Lately I’ve felt concerto writing is very akin to portrait painting in that the piece is so much more than simply an image captured in time: the personality and spirit of the commissioner/soloist must be present in every layer of the music; the music itself must be a true homage to the history and the capabilities of both the instrument and the soloist.
Eric Tyler Barga approached me two years ago about writing a concerto for him. He knew that he wanted a three movement structure, an incredibly visceral and rhythmic style overall, heart-ache written into the second movement, the Dies Irae snuck in there somewhere, and we both agreed that it should reflect an obsessive, ritualistic, manic behavior throughout. I immediately went to my dear friend Google and looked up the word “ritual” and its Latin roots: up came the word Ritūum.

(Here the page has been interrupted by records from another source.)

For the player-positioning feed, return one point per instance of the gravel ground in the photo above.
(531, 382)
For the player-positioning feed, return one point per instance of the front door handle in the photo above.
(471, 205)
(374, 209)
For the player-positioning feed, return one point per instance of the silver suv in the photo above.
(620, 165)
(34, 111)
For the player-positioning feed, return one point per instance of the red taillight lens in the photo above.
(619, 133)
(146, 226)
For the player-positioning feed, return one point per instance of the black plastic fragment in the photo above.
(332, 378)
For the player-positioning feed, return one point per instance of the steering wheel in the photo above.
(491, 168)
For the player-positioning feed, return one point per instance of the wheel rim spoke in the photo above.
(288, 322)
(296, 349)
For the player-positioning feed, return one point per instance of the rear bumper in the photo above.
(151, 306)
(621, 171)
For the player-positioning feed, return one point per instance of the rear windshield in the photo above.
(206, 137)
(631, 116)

With this concerto being not only a portrait of Eric but also a portrait of the bassoon — that absolutely magical and resonant log of wood — I made sure to spend adequate time in the piece on the capabilities of that instrument that strike me every time I hear them: the goosebump-inducing sighing/screaming/wailing of the high register’s long, celery green tones; the earthy, pungent pedal tones that feel impossibly low every single time; the ability to practically fly between slurred 16th notes (showcased in the first movement as sextuplet sixteenths) with radical agility, and the stunningly human middle register.
And so in Ritūum you’ll hear a jumpy, manic first movement with an oasis-like middle section, a middle movement that sings of the coldness of winter and a descent into the one-sided begging, pleading of a love gone wrong. The third movement is a non-stop crescendo towards a triumphant, hopeful ending.